La bateau de promenade fait plusieurs arrêts dans des criques et au milieu des rochers.
Certaines anses sont remplies de bateaux de location ou de promenade mais il y a aussi des coins plus tranquilles.
Le village de Scopello est une halte obligatoire de ces promenades.
Ici le marchand de glaces se déplace en bateau depuis Castellammare. Comme sur terre la musique annonce et accompagne les glaces.
Parmi les bateaux de promenade on remarque immanquablement le bateau pirate à la forme improbable, avec son château arrière démesuré et sa hauteur sur l’eau qui interroge sur la stabilité de l’ensemble.
Pendant ce temps les plongeurs sont arrivés à leur destination. La première plongée explore l’épave du Capua, un petit cargo de 400 tonnes, 45 mètres de longueur et un peu moins de 8 mètres de largeur. Il a coulé en 1943 alors qu’il transportait des armes de Trapani à Tripoli pour les troupes italiennes en Afrique du nord. Il semble qu’un incendie suivi d’explosions soit la cause du naufrage.
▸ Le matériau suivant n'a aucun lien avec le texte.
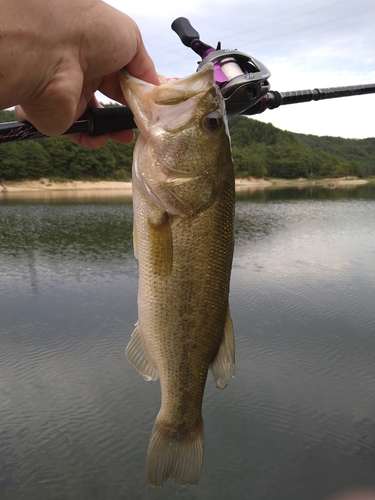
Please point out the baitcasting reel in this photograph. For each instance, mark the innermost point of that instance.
(242, 80)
On ne sait pas trop pour quelles raisons il a pris feu mais plusieurs théories suggèrent un incendie volontaire par l’équipage épuisé par le conflit ou craignant une attaque de sous-marin britannique.
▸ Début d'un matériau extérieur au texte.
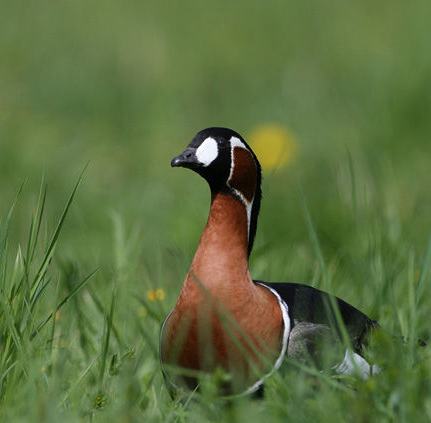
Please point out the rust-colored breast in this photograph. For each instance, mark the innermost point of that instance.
(243, 337)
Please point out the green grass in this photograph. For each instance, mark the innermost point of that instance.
(124, 86)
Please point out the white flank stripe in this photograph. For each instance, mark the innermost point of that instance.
(286, 319)
(353, 364)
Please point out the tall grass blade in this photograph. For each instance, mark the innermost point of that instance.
(63, 302)
(51, 247)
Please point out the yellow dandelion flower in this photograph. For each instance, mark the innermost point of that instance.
(160, 294)
(151, 295)
(142, 311)
(156, 294)
(274, 145)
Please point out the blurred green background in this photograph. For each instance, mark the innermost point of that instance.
(124, 85)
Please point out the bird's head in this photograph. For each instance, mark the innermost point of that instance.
(228, 164)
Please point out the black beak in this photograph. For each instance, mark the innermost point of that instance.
(186, 159)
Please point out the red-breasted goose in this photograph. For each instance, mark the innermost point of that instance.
(223, 318)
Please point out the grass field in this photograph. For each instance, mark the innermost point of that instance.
(119, 88)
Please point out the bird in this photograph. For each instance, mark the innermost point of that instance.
(223, 319)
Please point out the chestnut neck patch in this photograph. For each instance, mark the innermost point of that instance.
(243, 173)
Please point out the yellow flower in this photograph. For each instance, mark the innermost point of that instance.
(274, 145)
(156, 294)
(142, 311)
(160, 294)
(151, 295)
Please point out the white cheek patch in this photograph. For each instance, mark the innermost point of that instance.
(236, 142)
(207, 151)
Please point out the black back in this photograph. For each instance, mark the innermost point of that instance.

Tous les membres d’équipage ont été sauvés. L’épave gît par 38 mètres, en un seul morceau, sur un fond sableux. Le pont supérieur a presque entièrement disparu et laisse voir l’intérieur. Il y a pas mal de vie dans et autour du navire.
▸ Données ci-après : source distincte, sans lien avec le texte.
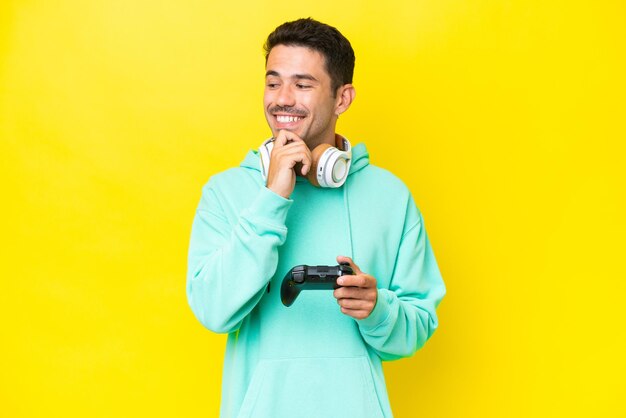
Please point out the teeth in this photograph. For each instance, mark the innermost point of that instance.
(287, 119)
Une belle rascasse se repose sur la plage avant.
Sur les flanc, à l’extérieur, des flabellines mauves se balancent au gré des courants. Celle-ci est assez grosse et immobile pour qu’on puisse la photographier en gros plan et admirer ses cérates (les pointes qui la hérissent) et ses deux rhinophores annelés, dressés sur la tête, qui sont ses principaux organes sensoriels.
On trouve aussi des vers plats roses de Méditerranée, qui font penser à des nudibranches mais qui n’en sont pas.
La deuxième plongée sera bien moins profonde, sécurité oblige. Nous visitons à nouveau les « faraglioni » (les rochers) de Scopello, juste au large du village.
A nouveau des rascasses miniatures.
Dans un trou une belle cigale de mer nous regarde passer.